7 Thai provinces flooded as rain continues

Tropical depression downgrades, few days of light rain forecast for Bangkok. At least seven provinces, mostly in the Northeast, are under water due to rain that has continued for several days under the influence of a tropical depression.

As of press time, the depression had downgraded to a low-pressure cell but was still expected to bring more downpours. With the cell reaching the Central region, Bangkok will also be hit with rain for the next few days.

Chatchai Phromlert, director-general of the Disaster Prevention and Mitigation Department, said yesterday that 54 tambons in Surin, Kalasin, Si Sa Ket, Ubon Ratchathani, Phitsanulok, Ayutthaya and Angthong were under water.

"We have deployed rapid response teams to help the victims," he said.

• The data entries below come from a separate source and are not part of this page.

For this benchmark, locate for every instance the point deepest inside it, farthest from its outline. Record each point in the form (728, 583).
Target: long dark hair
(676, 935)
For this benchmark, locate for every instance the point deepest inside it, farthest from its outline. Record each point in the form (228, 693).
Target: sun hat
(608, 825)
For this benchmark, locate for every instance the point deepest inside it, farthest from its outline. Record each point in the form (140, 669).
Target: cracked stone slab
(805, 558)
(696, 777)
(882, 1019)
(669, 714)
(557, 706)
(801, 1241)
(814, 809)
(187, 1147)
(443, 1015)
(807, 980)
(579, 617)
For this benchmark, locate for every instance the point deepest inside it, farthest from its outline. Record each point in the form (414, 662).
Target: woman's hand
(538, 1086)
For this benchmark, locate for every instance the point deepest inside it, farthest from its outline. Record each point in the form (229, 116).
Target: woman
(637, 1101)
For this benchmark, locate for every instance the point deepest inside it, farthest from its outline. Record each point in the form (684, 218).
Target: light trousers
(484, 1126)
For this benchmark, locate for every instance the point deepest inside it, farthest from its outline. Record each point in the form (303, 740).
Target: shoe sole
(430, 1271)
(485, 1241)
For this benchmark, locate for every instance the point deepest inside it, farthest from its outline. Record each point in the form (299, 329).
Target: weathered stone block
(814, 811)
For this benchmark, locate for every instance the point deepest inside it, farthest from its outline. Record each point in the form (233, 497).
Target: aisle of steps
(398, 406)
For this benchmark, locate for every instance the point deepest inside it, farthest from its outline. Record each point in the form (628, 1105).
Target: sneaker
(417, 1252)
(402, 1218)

More than 7,000 residents in Si Sa Ket are now flooded, with Governor Prateep Keeratirekha saying Khun Han district has been hit the hardest.

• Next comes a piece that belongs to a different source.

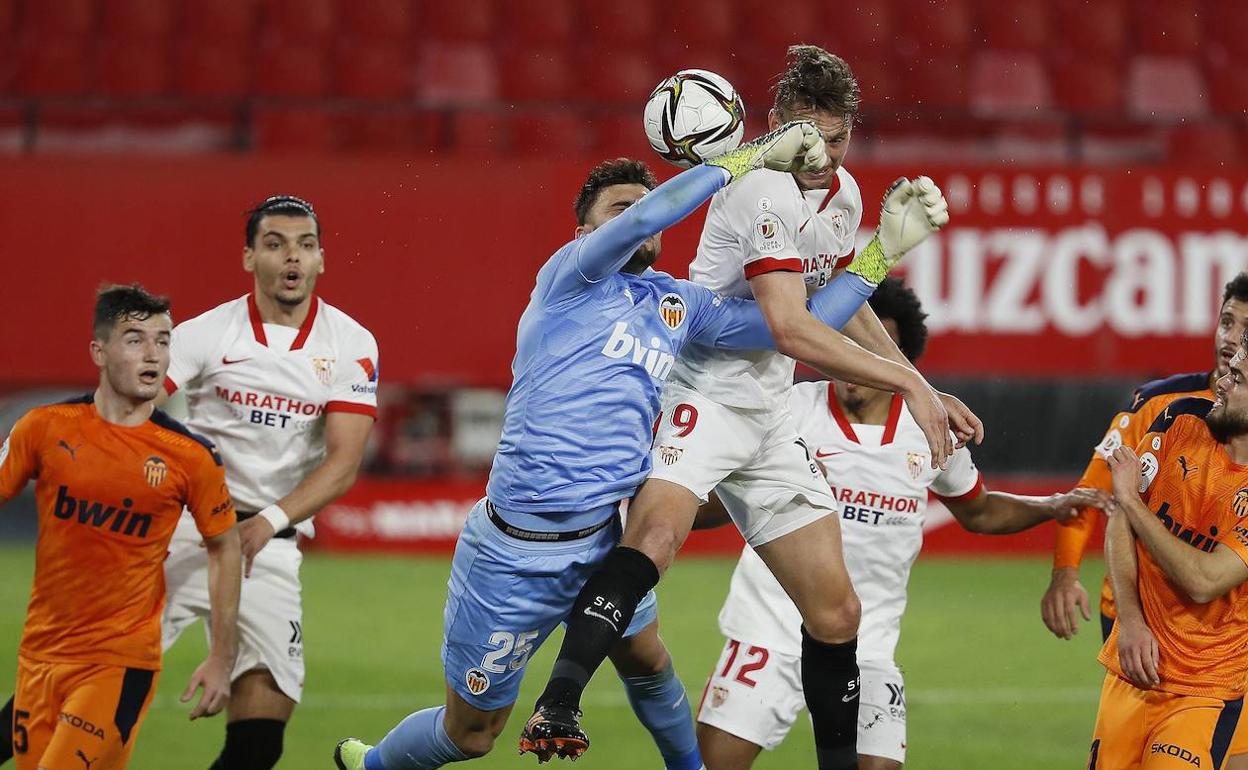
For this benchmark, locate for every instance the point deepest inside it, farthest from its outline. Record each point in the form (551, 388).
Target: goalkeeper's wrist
(277, 518)
(870, 263)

In Surin, the Ban Truat School in Sri Narong district reported that water levels were rising so fast that some 20 students had been left stranded.

"The floodwater is over a metre high. Small vehicles can't travel around anymore. So, we need to contact relevant authorities to provide a military truck that can give the children a safe ride home," teacher Teetat Phuttiteerawong said.

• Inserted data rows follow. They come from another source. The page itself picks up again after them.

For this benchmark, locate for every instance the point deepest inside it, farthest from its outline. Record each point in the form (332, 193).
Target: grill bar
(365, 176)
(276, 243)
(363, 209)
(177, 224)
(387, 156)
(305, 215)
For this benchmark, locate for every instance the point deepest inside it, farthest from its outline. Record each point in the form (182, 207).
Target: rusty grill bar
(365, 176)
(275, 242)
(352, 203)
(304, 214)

The Meteorological Department has announced that the low-pressure cell hovering over the Central region will bring rain to Phitsanulok, Phetchabun, Nakhon Ratchasima, Nakhon Nayok, Prachin Buri, Chachoengsao, Chon Buri, Rayong, Chanthaburi, Trat, Nakhon Sawan, Uthai Thani, Chai Nat, Sing Buri, Saraburi, Lop Buri, Ang Thong, Suphan Buri, Ayutthaya and Bangkok.

Nakhon Ratchasima has been hit with floods after a few days of heavy rain.

"Things happened so fast. At around 9am, a rush of water broke down the wall surrounding our housing estate and flood waters started rushing in," Supoj Kongsupa, a board member of Krissada Garden Village, said yesterday.

Flood levels went well over the metre mark in an hour, forcing residents to call for help.

The Second Army Area sent in five military trucks to evacuate the stranded victims.

Governor Sukhumbhand Paribatra, meanwhile, has assured Bangkokians that they should not worry about floods. "There's no sign of a crisis," he said.

Adisak Khantee, director of the Bangkok Metropolitan Administra-tion's Department of Drainage and Sewerage, said Bangkok would continue being hit by rain over the next few days, but it would only be light.

"The areas hit by rain will also gradually reduce. Rain will cover 70 per cent of the capital over the weekend and then reduce to 60 per cent on Monday," he said.

Hydro and Agro Informatics Institute director Royol Chitradon, who leads a subcommittee of the Water and Flood Management Commission, also said with flood-prevention measures taken since early this month, the situation in Bangkok should be under control.

Relevant authorities are now closely monitoring the storm Usagi, which is moving towards Hong Kong, to see if it will hit Thailand.